Nossa reflexão é pensar os efeitos de uma gestão participativa

Um dos questionamentos que porventura observamos é saber quais caminhos seguir na gestão das instituições religiosas? E ainda completamos: como utilizar estratégias viáveis para haver decisões certas e favoráveis para o desempenho das ações? Estas e outras indagações povoam nosso imaginário, mas certamente influenciam em nossas observações. Entretanto, um tema que nos cerca para determinar como se deve agir, está naquilo que chamamos de governo de si mesmo. Essa reflexão, embora, não tão discutida abertamente, nós que trabalhamos com a gestão eclesial, simplesmente, devemos ter um olhar mais cuidadoso. Ou seja, o indivíduo zela pela sua imagem procurando fortalecer seu desempenho. Aliás, é importante salientar que, além disso, o gestor executa suas ações para que sua instituição esteja sempre unida pela missão que lhe é confiada. Desse modo, aquilo que é subjetivo, mas inseparável ao ser humano, revela que o caminho a ser percorrido é perseverar no trabalho executado. É um testemunho que nos atesta perceber que hoje cada gestor ou gestora entende o processo que envolve o individual, mas que repercute no coletivo, isto é, na comunidade.

Nesse contexto, o comando pessoal ou de si mesmo, é um convite para identificarmos mudanças pelas quais certos processos humanos recolocam em cena nossas atitudes perante ações positivas.

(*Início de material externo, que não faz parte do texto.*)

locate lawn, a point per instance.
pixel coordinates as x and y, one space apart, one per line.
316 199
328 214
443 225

Não obstante, perceber que gerenciar uma instituição é necessária centralidade nas condutas pessoais, bem como utilizar de técnicas que causam reações de confiabilidade em todo o grupo. Nesse sentido, é indispensável e vital perceber na gestão eclesial, o fluxo de ações que determinam a preciosa análise das ideias pessoais que compõem com o grupo de colaboradores, em virtude de boa administração eclesial e pastoral. Logo, esse pensamento pede de nós um olhar mais apurado em vista de saber governar, conduzir, reger as ações para que, em união com os colaboradores, saibamos promover com atitude e discernimento o melhor caminho para conduzir com um liderança assertiva.

Assim, nossa reflexão é pensar os efeitos de uma gestão participativa. Pense e perceba que atividade para administrar é um processo humano, quando a inteligência procura fundamentar essa análise tanto pessoal quanto coletivo, para que diante das habilidades e desempenho pessoal, possa agregar ainda mais valores e saber que determinação e objetividade são, de fato, bons motivos para conduzir-se almejando o mais próximo de um trabalho equânime e salutar.